I have decided to tell my story for many reasons - not least of which is educational, but also because if someone else going through a similar diagnosis recognises any part of my story in their own, and that brings them comfort or causes them to question more, then these are good outcomes.

Some information about Oligodendrogliomas I have learned along the way:

  • Oligodendrogliomas come from oligodendrocytes, one of the types of cells that make up the supportive, or glial tissue of the brain.
  • They can be low-grade (grade II) or high-grade (grade III, or anaplastic). Oligodendrogliomas are generally soft, grayish-pink tumors.
  • They are often described as having a chicken mesh-like appearance.

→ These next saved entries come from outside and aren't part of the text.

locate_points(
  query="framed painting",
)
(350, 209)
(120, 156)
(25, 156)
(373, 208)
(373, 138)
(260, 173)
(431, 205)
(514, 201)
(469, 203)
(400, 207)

  • They are not encapsulated and therefore extremely difficult to remove with any certainty that every little strand is captured.
  • Whilst these tumours are universally fatal the survival time after diagnosis depends very much on risk factors - those being:- your age, its operability, its genetic make-up, the size and location of the tumour.
  • There is no known cause of brain tumours. (I was a healthy fit non-smoker, non-drinker before my diagnosis, who had little previous illness of note.)
  • It is important to keep raising awareness of rare tumours because of the lack of action by Government to provide sufficient funding for research. Unlike many other cancers, survival rates for brain cancers have not changed in 20 -25 years and nor have the standard of care treatments.